Au fils des mois, les inquiétudes grandissent autour des enjeux du cloud et notamment de la position dominante de certains acteurs, principalement américains – Amazon, Google et Microsoft pour ne pas les citer. L’autorité de la concurrence s’est d’ailleurs auto-saisie du dossier au début de l’année, mais les conclusions de son enquête ne sont pas encore connues.
Les plaintes s’accumulent contre Microsoft
Quelques mois plus tard, on apprenait qu’OVHcloud, avec d’autres sociétés, avait déposée une plainte contre Microsoft auprès de la DG Competition (direction générale de la concurrence) de la Commission européenne. En avril, la Commission européenne envoyait des questionnaires sur les accords de licence de Microsoft, une première étape pouvant conduire à l’ouverture d’une procédure formelle indiquait alors Reuters. Cette semaine, Michel Paulin (directeur général d’OVHcloud) se disait « très heureux » de voir que désormais 60 entreprises se sont associées à leur plainte, qui est toujours en cours d’instruction par la Commission.
Hasard ou pas du calendrier, une autre entité vient d’annoncer le dépôt d’une nouvelle plainte contre Microsoft, cette fois encore auprès de la direction générale de la concurrence de la Commission européenne. Il s’agit du CISPE (Cloud Infrastructure Services Providers in Europe), ou association des fournisseurs d’infrastructure cloud en Europe. Parmi ses membres on retrouve les français 3DS Outscale et OVHcloud, l’italien Aruba ainsi que… l’américain Amazon (via AWS).
Dans son communiqué, le CISPE précise d’emblée qu’elle « soutient ses deux membres, OVHcloud et Aruba, qui ont déjà déposé une plainte séparée contre Microsoft ». Avec sa propre plainte, l’association « prend en compte les problématiques sérieuses non résolues et représente le secteur européen de l’infrastructure cloud dans son ensemble.

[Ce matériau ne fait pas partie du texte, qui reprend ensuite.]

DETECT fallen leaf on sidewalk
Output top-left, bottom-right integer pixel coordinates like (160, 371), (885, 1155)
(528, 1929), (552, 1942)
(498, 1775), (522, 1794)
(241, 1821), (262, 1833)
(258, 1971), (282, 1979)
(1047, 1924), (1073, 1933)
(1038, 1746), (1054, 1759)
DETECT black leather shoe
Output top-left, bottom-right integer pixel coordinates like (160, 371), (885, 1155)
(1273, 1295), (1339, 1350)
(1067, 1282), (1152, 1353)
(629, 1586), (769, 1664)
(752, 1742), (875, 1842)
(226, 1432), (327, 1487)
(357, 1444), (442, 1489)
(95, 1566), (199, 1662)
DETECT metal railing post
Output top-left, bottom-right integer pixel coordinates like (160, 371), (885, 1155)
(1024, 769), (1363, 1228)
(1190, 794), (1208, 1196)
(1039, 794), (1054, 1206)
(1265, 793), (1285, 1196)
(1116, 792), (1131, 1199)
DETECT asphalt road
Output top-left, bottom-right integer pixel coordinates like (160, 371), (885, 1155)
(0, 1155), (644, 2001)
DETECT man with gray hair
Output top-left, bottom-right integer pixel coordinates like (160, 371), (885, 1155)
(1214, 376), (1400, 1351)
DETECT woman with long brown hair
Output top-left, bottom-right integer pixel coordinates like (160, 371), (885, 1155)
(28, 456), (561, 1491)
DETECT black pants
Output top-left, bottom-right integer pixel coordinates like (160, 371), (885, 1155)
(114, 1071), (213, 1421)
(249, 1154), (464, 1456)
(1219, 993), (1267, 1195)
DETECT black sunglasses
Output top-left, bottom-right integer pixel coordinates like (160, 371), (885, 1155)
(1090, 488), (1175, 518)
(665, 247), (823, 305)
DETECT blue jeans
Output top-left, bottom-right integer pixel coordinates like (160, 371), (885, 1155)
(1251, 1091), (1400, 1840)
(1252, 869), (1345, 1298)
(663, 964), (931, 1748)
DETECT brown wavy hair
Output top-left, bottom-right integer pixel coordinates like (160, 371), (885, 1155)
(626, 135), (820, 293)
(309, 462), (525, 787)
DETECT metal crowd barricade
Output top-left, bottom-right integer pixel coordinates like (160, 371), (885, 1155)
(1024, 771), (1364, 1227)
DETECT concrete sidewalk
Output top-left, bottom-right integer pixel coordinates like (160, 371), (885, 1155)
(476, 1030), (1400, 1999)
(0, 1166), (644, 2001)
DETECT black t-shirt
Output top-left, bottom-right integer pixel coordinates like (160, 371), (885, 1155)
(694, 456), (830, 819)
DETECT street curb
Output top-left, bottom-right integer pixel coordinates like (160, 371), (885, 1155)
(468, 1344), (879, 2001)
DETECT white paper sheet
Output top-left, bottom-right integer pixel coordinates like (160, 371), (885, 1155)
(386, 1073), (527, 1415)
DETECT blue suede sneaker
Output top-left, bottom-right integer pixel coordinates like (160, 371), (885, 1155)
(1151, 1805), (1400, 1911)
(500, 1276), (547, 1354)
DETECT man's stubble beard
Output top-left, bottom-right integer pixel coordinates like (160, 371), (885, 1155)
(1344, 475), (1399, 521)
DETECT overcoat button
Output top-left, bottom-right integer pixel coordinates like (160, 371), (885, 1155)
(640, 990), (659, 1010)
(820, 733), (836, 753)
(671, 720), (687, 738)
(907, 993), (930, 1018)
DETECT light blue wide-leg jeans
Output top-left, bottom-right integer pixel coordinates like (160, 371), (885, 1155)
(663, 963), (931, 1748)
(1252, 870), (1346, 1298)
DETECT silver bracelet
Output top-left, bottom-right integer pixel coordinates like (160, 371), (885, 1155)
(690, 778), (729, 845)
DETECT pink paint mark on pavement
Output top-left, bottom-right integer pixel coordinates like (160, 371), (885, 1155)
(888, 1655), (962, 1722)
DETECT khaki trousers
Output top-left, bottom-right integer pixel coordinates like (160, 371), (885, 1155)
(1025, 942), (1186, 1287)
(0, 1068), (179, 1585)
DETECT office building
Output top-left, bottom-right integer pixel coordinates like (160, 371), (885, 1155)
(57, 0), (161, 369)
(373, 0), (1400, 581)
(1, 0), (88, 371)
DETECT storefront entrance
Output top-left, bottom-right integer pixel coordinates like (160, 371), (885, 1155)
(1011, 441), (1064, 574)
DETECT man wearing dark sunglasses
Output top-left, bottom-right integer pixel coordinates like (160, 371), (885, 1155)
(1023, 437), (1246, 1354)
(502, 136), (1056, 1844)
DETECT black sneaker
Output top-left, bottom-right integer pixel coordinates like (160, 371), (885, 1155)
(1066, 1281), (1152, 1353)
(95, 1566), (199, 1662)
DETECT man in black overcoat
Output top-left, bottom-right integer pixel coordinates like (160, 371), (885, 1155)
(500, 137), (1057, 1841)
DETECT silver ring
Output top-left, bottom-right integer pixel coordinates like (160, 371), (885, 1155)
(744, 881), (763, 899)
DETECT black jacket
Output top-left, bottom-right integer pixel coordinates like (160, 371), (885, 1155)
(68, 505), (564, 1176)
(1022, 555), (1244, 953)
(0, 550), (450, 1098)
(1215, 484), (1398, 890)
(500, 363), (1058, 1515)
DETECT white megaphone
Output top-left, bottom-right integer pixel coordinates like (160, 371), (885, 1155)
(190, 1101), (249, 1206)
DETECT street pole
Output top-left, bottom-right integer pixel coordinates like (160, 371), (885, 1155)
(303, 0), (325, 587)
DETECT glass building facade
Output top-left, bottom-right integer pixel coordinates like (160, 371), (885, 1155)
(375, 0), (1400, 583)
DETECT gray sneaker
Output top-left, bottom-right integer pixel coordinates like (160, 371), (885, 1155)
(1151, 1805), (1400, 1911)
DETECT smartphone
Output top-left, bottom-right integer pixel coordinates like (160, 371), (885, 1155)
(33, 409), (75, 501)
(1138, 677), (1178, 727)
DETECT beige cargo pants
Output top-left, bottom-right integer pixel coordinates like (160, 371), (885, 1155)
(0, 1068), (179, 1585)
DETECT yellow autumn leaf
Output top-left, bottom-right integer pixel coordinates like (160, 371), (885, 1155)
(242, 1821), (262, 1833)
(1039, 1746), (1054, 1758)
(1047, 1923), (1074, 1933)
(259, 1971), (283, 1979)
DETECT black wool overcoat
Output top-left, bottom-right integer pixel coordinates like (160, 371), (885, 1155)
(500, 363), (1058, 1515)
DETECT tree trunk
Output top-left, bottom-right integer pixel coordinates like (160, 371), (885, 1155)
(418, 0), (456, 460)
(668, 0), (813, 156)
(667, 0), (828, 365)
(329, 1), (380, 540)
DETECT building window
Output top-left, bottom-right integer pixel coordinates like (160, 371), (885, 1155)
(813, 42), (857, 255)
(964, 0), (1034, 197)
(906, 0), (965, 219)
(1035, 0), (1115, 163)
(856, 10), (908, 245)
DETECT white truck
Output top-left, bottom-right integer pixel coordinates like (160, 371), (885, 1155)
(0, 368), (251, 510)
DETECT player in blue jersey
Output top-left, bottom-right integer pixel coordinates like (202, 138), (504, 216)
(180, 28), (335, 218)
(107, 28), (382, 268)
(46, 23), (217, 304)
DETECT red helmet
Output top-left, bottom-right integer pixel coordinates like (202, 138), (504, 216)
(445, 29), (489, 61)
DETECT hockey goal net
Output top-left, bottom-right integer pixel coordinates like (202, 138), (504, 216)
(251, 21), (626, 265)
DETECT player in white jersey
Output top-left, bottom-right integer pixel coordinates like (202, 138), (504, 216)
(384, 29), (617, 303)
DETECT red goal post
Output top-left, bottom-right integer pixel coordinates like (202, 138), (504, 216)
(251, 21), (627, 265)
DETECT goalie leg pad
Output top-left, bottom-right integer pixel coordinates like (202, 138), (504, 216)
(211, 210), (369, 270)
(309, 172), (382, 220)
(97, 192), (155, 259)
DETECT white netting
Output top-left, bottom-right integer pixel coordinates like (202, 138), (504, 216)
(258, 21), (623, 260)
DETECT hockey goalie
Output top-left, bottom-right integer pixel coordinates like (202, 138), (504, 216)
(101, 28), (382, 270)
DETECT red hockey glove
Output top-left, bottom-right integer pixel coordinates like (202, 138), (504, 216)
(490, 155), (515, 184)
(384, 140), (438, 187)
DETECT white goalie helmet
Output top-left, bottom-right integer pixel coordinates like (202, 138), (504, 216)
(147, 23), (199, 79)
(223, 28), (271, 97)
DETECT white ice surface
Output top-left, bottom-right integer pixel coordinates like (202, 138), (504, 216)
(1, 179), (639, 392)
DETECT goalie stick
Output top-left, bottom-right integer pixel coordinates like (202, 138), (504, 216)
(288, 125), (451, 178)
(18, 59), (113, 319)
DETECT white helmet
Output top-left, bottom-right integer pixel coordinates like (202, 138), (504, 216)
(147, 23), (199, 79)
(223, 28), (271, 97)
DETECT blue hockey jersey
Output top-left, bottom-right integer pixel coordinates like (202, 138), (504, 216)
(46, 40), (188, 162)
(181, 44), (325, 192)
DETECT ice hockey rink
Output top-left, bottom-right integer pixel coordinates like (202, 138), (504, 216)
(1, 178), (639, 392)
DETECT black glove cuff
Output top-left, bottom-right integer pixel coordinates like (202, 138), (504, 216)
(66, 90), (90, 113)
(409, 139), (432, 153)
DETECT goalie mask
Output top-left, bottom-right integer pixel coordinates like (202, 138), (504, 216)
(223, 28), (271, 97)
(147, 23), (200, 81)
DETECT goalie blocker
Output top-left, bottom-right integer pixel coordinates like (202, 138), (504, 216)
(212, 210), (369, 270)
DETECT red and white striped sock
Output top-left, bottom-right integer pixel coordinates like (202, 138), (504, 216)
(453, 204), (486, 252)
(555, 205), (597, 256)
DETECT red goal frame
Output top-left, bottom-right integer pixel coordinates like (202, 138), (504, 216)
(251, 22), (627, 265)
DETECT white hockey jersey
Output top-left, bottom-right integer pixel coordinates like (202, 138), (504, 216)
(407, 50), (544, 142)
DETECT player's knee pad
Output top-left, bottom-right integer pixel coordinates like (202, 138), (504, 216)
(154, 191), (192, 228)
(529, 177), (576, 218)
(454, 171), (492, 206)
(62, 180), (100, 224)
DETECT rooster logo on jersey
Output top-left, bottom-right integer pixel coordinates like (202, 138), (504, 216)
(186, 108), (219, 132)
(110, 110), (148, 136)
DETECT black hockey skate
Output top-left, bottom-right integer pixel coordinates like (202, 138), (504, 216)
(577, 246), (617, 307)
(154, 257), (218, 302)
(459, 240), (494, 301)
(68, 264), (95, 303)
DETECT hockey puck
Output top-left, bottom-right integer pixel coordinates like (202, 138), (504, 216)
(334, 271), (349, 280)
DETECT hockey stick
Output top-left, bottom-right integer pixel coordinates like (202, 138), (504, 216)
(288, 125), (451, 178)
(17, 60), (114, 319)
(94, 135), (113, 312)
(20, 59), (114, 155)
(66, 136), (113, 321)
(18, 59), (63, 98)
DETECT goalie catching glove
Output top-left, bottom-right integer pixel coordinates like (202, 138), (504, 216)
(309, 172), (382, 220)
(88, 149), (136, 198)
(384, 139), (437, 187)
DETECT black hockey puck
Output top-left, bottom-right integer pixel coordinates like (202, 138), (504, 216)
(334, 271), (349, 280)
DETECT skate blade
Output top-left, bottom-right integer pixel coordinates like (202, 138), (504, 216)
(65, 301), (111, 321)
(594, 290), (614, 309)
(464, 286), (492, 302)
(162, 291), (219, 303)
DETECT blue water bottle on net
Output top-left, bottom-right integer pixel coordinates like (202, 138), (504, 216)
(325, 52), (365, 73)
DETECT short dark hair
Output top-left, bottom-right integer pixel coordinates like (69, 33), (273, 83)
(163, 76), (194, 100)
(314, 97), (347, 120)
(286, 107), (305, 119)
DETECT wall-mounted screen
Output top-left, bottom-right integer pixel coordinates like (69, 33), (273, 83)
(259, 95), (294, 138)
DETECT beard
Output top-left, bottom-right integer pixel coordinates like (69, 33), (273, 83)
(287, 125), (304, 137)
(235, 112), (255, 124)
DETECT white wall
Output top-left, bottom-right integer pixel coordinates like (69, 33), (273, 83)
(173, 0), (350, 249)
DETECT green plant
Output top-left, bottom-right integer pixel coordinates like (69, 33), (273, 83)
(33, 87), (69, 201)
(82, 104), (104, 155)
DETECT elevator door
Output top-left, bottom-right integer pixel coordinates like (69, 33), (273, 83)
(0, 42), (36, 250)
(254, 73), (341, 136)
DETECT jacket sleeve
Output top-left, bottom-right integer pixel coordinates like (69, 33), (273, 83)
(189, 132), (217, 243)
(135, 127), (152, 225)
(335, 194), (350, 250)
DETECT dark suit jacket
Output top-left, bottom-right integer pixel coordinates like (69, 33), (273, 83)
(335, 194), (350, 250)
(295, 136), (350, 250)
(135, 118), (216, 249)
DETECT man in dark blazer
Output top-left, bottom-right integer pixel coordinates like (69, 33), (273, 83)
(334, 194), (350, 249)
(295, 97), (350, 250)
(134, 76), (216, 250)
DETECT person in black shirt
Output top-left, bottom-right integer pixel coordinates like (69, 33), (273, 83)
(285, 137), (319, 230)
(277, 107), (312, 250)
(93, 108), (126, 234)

Elle cherche des solutions qui profiteront aux clients et aux fournisseurs sur un marché dynamique des services d’infrastructure cloud ».
« Nous avons déposé cette plainte sectorielle afin de remédier aux préjudices subis par les fournisseurs et les clients en raison de pratiques déloyales en matière de licences de logiciels […] La DG Comp doit agir rapidement et ouvrir une enquête formelle assortie d’un énoncé des objections contre les abus de Microsoft en matière de licences logicielles afin de défendre le solide écosystème du cloud dont l’Europe a besoin et qu’elle mérite », explique Francisco Mingorance (secrétaire général de CISPE)
L’association en profite pour émettre des propositions.
Microsoft souffle le chaud et le froid
Sentant le vent tourner, Microsoft avait publié un billet de blog dès le mois de mai, dans lequel la société reconnaissait que certaines inquiétudes étaient « justifiées ». S’en suivaient des promesses et des engagements, dont on attend toujours les détails pour une bonne partie. Michel Paulin, le rappelait d’ailleurs pas plus tard que cette semaine : « On salue l'intention d'amélioration, maintenant le diable est dans les détails et surtout dans le concret ».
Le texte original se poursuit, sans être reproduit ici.